Cumberland, Dr Margaret (Peg) - Mozambique

 

1 July 2005

The depth and force of the water make me intensely grateful to the person keeping a firm hold on my arm as he guides me, struggling against the current, across the rain-swollen river. “You know,” he says, “Someone was crossing at just this point when a crocodile touched him. We haven’t seen him since.” The tone of his voice conveys no sense of warning; he’s simply telling me a bit of local news about one of those things that happens here during the rainy season. The rains start, the river swells, crocodiles move down stream, people need to cross the river, a crocodile eats someone. That’s life (or rather death) here and you accept it because, until the government finds the money to build a bridge, it’s not going to change.

Or do you? 

And how about other health threats?

It is with the belief that God desires his people to reach out to others, not only with the message of salvation but also in the service of their physical needs, that I was invited to come here by the Niassa Diocese of the Mozambican Anglican Church. My role is to assist the Diocese in addressing some of the health needs of this remote and neglected area. I would be very grateful for your prayers that I might make a helpful contribution.

The Diocesan health project began in March of this year. It covers a 110km stretch of the shore of Lake Niassa (or Lake Malawi, depending on your perspective) extending up to the border with Tanzania. There are no proper roads along the lakeshore and the main means of transport are foot, dugout canoe and traditional sailing douw. In the north the mountains extend down to the lake edge and the track deteriorates to a narrow rocky path. Despite its’ inaccessibility there are about 15,000 people living in the area, almost all of whom are dependent on subsistence farming and fishing. 

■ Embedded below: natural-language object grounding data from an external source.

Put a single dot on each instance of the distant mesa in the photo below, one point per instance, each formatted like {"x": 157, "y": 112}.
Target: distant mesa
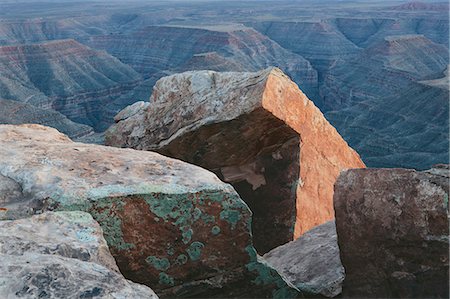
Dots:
{"x": 86, "y": 85}
{"x": 439, "y": 6}
{"x": 170, "y": 225}
{"x": 257, "y": 131}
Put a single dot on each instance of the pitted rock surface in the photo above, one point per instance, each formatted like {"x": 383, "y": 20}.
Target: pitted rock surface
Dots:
{"x": 166, "y": 222}
{"x": 60, "y": 255}
{"x": 311, "y": 262}
{"x": 257, "y": 131}
{"x": 393, "y": 232}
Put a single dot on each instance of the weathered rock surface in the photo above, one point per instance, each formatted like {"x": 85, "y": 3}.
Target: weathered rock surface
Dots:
{"x": 57, "y": 255}
{"x": 393, "y": 232}
{"x": 169, "y": 225}
{"x": 16, "y": 113}
{"x": 311, "y": 262}
{"x": 86, "y": 85}
{"x": 257, "y": 131}
{"x": 154, "y": 51}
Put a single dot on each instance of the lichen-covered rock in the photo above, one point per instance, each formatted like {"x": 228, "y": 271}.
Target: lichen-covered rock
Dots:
{"x": 167, "y": 223}
{"x": 60, "y": 255}
{"x": 393, "y": 232}
{"x": 311, "y": 262}
{"x": 257, "y": 131}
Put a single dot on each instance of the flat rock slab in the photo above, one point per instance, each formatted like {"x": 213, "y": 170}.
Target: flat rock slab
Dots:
{"x": 60, "y": 255}
{"x": 393, "y": 232}
{"x": 311, "y": 262}
{"x": 166, "y": 222}
{"x": 257, "y": 131}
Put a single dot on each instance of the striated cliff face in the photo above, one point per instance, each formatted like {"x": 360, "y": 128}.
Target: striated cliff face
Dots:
{"x": 15, "y": 113}
{"x": 413, "y": 132}
{"x": 67, "y": 77}
{"x": 383, "y": 69}
{"x": 157, "y": 50}
{"x": 170, "y": 225}
{"x": 257, "y": 131}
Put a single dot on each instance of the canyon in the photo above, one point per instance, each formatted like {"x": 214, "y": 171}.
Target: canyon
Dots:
{"x": 355, "y": 56}
{"x": 224, "y": 149}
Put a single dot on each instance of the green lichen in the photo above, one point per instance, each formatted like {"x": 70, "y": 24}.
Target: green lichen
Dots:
{"x": 267, "y": 276}
{"x": 231, "y": 216}
{"x": 186, "y": 234}
{"x": 195, "y": 250}
{"x": 445, "y": 201}
{"x": 161, "y": 264}
{"x": 105, "y": 212}
{"x": 164, "y": 278}
{"x": 86, "y": 235}
{"x": 181, "y": 259}
{"x": 215, "y": 230}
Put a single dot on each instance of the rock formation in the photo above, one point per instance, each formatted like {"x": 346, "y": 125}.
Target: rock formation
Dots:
{"x": 311, "y": 262}
{"x": 15, "y": 113}
{"x": 393, "y": 232}
{"x": 170, "y": 225}
{"x": 60, "y": 255}
{"x": 257, "y": 131}
{"x": 85, "y": 85}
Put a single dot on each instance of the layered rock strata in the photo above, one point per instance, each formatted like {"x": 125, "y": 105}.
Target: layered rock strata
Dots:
{"x": 393, "y": 232}
{"x": 311, "y": 262}
{"x": 15, "y": 113}
{"x": 86, "y": 85}
{"x": 257, "y": 131}
{"x": 168, "y": 224}
{"x": 58, "y": 255}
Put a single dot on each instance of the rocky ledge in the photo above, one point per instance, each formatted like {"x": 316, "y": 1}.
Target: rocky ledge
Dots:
{"x": 172, "y": 226}
{"x": 393, "y": 232}
{"x": 257, "y": 131}
{"x": 60, "y": 255}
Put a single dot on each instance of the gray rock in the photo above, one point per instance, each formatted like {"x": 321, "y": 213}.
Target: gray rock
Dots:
{"x": 68, "y": 234}
{"x": 311, "y": 262}
{"x": 393, "y": 232}
{"x": 60, "y": 255}
{"x": 10, "y": 190}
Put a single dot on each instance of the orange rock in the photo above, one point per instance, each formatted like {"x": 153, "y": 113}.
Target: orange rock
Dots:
{"x": 257, "y": 131}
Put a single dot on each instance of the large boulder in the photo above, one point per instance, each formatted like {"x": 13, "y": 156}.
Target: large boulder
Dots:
{"x": 393, "y": 232}
{"x": 311, "y": 262}
{"x": 60, "y": 255}
{"x": 257, "y": 131}
{"x": 169, "y": 224}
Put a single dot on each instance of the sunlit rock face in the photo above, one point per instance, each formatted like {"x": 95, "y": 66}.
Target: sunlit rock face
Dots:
{"x": 257, "y": 131}
{"x": 170, "y": 225}
{"x": 393, "y": 233}
{"x": 85, "y": 85}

In the late nineteenth and early twentieth centuries there were several British Anglican missionaries living here. They protected local people from slave traders and provided education and health care. During that era the great majority of the population came to regard themselves as Anglican Christians and they still hold on to that identity. During the war of independence against the Portuguese from 1965-‘75, the missionaries left, the services they’d established were largely destroyed, and the local population fled to the neighbouring countries of Malawi and Tanzania, leaving the area desolate. The war between Frelimo and Renamo from 1983-‘92 caused further disruption and it is only during the past 10 years that communities have properly begun to re-establish themselves.

The area has major health needs. Malaria, diarrhoea, child birth and increasingly AIDS are common causes of death, and young children and women account for a high proportion of the mortalities. The only government health facilities in the area are four small health posts, each with one nurse. Many people have to walk for more than two hours to reach a health post, and some must walk for more than four. Car travel is not an option. 

During the design phase of the project I spent a couple of months visiting communities and talking with local people and government personnel about what health improvements they wanted to see, and how they thought these could best be achieved, given the limited resources available. The project is based on ideas coming out of these discussions. We were delighted to learn in March that the Centro Cooperativo Suécia (a Swedish organisation whose main aim is to empower communities) had approved a 100% grant for the project to cover the first two years.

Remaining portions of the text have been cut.